Love stories can be more than mundane stories about couples. These four graphic novels prove just that

‘Blankets’ by Craig Thompson
‘Blankets’ by Craig Thompson

Some people refer to Craig Thompson’s Blankets (2003) as a children’s book, even though he describes it as an “illustrated novel". I read it decades after people stopped referring to me as a child, and was moved by how poignant his love story masquerading as a memoir was. There was little in there for me to identify with, considering it is set in the American Midwest and focuses on the author’s upbringing in a strict Christian household. And yet, its insightful depiction of a simple young man trying to reconcile his parents’ beliefs with his love for a ravishing woman, somehow felt universal.

These are black and white drawings of surprising power, deployed to trace the author’s early adulthood, with its years of Bible studies, religious camps, strict parents, and his sudden meeting with a girl called Raina who shakes up his world and makes him question it all. To talk about young love is difficult, because so much of it tends to walk the line between bathos and melodrama, but Thompson pulls it off admirably, sometimes conveying the ache of sexual tension and grappling with received notions of right and wrong within a single frame.

Blankets: By Craig Thompson.
Blankets: By Craig Thompson.

British cartoonist Posy Simmonds takes a cold look at how we approach love long after adolescence. She first did it as a serial cartoon in The Guardian in the late 1990s, channelling Gustave Flaubert’s flawed character Madame Bovary into the tale of a sensual British expatriate called Gemma Bovery, who moves with her husband to Normandy and promptly settles into an affair with a local young man. A baker finds out about this, falls in love with her himself, and tracks her gradual decline and struggle with former lovers, before inadvertently playing a minor role in her death. If this sounds tragic, it is actually more satirical, helped along by Simmonds’ sharp dialogue and effortless drawing. It’s also what isn’t being said that makes this a compelling love story, from the baker’s obsession with Gemma to her own inability to choose between her husband and her opportunistic lovers.

Shortcomings (2007), by American cartoonist Adrian Tomine, is less about love and more about race, but uses that touchy subject as a powerful line of inquiry to hold a relationship under a microscope and question what a love story means in contemporary America. On the one hand, it is about a rather rude Japanese-American misogynist called Ben Tanaka and his long-suffering girlfriend Miko Hayashi. On the other, when the relationship turns sour and Ben is forced to examine his own behaviour, it becomes a minor treatise on the Asian-American experience and how it gets in the way of two people trying to be together. If you’re looking for a graphic novel that almost plays out like an art film, this is it.

Daytripper: By Fábio Moon and Gabriel Bá.
Daytripper: By Fábio Moon and Gabriel Bá.
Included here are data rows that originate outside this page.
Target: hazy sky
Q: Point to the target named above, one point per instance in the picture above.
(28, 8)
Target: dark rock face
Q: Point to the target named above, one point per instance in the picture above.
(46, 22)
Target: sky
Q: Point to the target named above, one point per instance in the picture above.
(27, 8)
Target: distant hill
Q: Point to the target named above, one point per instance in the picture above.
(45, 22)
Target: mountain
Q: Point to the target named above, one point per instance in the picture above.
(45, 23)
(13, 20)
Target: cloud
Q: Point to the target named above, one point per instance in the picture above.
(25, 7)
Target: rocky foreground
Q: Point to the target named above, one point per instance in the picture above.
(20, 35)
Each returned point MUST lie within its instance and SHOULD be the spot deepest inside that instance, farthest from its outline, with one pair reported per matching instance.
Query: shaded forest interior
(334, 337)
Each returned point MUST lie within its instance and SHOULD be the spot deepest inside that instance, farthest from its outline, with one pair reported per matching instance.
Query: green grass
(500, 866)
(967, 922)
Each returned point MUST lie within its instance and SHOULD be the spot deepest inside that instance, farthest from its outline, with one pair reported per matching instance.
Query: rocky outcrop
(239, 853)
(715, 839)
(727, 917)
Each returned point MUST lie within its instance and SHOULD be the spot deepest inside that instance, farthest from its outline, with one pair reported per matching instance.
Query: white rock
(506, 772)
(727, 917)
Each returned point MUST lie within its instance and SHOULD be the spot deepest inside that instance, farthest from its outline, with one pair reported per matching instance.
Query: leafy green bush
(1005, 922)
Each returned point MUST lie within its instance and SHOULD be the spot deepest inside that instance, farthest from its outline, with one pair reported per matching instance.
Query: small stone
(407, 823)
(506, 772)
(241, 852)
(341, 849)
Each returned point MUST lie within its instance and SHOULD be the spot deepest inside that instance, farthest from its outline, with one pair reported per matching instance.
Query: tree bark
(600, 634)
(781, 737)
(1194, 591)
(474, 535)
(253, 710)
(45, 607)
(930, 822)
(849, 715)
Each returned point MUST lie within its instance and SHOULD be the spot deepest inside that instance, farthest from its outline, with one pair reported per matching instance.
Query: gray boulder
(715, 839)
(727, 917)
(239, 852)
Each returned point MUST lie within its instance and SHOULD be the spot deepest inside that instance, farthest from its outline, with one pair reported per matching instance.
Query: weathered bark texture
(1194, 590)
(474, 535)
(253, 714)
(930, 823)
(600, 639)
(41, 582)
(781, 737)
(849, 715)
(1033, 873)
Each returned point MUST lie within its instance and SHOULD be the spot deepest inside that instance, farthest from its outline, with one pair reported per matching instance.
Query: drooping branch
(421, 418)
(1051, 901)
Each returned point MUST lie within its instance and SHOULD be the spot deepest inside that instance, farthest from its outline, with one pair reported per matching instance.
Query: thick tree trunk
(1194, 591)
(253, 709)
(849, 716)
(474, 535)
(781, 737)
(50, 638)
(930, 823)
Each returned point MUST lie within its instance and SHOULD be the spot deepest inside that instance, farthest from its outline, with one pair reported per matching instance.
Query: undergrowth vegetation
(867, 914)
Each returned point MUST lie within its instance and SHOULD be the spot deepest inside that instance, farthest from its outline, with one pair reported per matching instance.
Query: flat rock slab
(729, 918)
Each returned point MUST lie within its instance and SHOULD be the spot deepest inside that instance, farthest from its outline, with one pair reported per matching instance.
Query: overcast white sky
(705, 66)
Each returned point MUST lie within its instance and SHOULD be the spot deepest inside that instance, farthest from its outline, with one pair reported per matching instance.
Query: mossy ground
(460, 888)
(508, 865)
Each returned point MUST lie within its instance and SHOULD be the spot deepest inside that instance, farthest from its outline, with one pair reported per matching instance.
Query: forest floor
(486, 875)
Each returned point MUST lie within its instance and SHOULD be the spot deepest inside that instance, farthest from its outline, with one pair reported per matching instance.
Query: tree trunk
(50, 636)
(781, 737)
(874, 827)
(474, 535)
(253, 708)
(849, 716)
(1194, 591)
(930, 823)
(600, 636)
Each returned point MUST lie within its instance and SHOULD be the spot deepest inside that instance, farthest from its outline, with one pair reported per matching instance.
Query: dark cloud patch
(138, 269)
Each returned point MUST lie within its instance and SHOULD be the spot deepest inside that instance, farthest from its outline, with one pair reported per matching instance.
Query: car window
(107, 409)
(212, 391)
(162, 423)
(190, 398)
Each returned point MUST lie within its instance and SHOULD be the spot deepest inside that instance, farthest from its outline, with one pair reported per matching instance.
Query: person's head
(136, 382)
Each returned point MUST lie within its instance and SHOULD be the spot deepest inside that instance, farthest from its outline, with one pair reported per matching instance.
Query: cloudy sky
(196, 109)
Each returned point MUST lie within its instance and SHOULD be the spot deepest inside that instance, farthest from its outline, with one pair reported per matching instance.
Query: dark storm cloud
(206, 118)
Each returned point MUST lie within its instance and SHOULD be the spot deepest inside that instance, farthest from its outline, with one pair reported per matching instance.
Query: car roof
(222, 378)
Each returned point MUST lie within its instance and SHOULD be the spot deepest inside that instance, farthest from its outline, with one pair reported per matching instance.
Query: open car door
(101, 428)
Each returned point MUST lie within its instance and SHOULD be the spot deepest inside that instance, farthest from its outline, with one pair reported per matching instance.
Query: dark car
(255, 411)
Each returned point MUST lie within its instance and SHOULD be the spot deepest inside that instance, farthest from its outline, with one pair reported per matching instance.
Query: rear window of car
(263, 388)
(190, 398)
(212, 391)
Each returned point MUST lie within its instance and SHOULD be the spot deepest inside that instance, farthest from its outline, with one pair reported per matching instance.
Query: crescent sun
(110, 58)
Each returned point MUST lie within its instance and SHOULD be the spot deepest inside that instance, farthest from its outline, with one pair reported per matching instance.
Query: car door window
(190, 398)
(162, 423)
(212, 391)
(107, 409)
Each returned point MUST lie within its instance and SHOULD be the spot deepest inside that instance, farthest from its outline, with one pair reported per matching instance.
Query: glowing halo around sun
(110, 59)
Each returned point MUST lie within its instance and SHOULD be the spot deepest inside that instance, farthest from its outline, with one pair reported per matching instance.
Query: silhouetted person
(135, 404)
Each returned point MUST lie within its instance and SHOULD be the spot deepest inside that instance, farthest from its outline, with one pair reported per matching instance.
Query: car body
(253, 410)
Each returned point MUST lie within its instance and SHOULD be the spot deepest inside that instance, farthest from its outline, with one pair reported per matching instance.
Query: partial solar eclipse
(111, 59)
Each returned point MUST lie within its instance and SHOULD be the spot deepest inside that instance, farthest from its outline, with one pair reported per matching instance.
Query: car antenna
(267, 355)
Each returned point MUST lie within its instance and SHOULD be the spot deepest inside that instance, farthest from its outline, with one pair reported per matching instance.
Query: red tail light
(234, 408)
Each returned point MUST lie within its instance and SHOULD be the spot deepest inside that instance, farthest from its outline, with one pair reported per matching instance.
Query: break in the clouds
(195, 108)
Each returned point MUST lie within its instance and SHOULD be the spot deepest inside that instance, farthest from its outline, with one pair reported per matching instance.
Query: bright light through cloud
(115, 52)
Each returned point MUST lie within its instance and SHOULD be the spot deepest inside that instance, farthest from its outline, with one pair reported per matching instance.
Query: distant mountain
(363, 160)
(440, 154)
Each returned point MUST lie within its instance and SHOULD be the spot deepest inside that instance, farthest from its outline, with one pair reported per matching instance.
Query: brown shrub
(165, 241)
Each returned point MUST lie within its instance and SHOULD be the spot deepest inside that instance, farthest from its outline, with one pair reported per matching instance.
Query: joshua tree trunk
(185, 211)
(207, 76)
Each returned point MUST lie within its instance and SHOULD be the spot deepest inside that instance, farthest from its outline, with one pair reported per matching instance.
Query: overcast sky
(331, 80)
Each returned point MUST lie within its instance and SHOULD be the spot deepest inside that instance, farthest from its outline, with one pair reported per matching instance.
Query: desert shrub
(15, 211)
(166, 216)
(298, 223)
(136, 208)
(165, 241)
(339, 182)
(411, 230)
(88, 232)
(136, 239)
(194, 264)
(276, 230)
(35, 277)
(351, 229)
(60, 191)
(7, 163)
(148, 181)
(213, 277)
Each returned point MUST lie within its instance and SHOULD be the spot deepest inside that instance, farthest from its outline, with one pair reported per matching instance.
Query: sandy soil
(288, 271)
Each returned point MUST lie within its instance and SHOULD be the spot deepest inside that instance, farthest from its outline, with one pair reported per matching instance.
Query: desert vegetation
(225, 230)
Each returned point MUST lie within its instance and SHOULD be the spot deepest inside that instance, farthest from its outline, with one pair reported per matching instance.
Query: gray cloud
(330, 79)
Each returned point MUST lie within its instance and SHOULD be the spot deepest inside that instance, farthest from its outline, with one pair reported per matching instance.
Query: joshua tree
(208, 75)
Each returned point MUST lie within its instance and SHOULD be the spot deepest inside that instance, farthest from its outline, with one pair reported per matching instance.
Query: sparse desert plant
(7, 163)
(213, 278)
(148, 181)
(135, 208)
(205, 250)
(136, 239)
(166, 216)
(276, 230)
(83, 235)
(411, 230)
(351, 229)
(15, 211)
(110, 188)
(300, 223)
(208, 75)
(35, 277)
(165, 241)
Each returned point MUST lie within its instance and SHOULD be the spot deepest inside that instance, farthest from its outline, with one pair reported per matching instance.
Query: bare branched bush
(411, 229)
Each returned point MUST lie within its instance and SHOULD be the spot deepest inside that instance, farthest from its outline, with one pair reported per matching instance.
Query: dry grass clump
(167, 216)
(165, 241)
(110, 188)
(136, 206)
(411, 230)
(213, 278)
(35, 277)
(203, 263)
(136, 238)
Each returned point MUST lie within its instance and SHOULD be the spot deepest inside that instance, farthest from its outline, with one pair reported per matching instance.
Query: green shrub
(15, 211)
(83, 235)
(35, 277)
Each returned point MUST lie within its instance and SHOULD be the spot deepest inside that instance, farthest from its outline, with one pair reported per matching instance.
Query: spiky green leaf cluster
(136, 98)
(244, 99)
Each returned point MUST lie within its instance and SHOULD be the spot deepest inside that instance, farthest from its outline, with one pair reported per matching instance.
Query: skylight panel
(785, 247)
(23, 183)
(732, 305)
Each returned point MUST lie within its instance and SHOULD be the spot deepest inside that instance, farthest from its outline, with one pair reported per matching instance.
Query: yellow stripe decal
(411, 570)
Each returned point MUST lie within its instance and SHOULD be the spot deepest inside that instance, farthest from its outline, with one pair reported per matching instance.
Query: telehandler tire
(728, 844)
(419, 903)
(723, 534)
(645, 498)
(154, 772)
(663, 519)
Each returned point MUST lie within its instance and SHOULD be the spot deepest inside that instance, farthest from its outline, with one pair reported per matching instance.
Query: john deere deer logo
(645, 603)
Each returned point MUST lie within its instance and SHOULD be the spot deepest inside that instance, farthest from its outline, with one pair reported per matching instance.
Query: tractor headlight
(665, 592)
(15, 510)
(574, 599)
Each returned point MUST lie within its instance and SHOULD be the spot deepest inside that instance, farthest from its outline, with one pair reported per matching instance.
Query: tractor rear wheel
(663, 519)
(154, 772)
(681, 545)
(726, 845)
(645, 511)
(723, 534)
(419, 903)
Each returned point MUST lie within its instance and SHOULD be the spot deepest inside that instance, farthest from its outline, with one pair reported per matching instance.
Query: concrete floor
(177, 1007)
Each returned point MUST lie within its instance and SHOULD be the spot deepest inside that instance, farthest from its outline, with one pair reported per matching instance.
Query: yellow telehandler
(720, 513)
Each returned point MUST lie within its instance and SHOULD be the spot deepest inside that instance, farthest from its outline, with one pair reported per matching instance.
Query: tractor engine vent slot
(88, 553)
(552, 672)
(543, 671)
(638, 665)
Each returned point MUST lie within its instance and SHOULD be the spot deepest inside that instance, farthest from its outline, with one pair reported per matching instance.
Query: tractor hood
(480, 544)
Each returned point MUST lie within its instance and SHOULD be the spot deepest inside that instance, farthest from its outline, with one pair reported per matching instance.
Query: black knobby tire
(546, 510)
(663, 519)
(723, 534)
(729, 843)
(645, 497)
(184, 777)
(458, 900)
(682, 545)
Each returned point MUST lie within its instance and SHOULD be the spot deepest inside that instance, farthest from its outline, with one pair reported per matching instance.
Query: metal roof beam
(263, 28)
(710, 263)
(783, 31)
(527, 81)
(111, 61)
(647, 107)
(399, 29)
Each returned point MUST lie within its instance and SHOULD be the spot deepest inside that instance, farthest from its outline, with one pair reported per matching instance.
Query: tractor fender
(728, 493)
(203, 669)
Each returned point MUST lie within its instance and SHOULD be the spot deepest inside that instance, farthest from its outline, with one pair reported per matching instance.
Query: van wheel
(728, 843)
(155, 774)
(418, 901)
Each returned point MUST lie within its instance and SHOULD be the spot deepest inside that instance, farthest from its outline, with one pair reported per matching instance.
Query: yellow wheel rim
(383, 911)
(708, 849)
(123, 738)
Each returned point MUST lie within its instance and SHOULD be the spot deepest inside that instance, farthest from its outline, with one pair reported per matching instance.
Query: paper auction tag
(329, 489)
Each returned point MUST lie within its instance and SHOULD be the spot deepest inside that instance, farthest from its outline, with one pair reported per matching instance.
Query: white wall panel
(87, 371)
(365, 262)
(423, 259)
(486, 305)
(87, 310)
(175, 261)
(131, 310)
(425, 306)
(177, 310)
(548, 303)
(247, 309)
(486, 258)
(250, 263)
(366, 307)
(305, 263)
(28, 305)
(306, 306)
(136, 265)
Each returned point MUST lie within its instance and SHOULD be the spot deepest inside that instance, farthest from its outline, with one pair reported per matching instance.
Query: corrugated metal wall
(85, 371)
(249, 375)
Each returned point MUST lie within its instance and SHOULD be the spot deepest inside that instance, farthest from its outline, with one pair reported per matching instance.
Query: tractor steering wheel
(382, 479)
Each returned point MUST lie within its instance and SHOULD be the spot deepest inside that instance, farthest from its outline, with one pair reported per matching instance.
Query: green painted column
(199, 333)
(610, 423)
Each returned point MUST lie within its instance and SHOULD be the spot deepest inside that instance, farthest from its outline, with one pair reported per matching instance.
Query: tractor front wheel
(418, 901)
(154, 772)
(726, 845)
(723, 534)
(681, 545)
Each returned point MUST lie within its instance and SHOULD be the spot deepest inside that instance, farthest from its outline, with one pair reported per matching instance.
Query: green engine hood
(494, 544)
My favourite love story in the graphic novel format comes from two Brazilian brothers, the artists Fábio Moon and Gabriel Bá. Their book, Daytripper (2010), isn’t about something as mundane as the love between a man and a woman. It reaches out for something more epic by telling, and retelling, the story of Brás de Oliva Domingos, a journalist, son, father, friend and lover who must, with the end of every chapter, come to terms with his own death. That he makes a living writing obituaries only makes the writing more delicious. There is no straightforward narrative arc or linear storytelling, and it is full of those touches of magic realism that only some Latin American writers manage to employ without descending into caricature.

This is also the most colourful of all the books listed here, full of vivid patches and mood-altering pastels that complement these singular tales perfectly. Brás dies at the end of every chapter. We know he’s going to but, before he does, he leaves us with a lesson about love and how life-changing it can be. There really is no comic book like this in stores today—a seemingly inchoate series of tiny tales that mysteriously take the form of a novel as we approach the end. All one is left with are relief and compassion, a sense of the completion of a journey, which is what all great literature aspires to make us feel.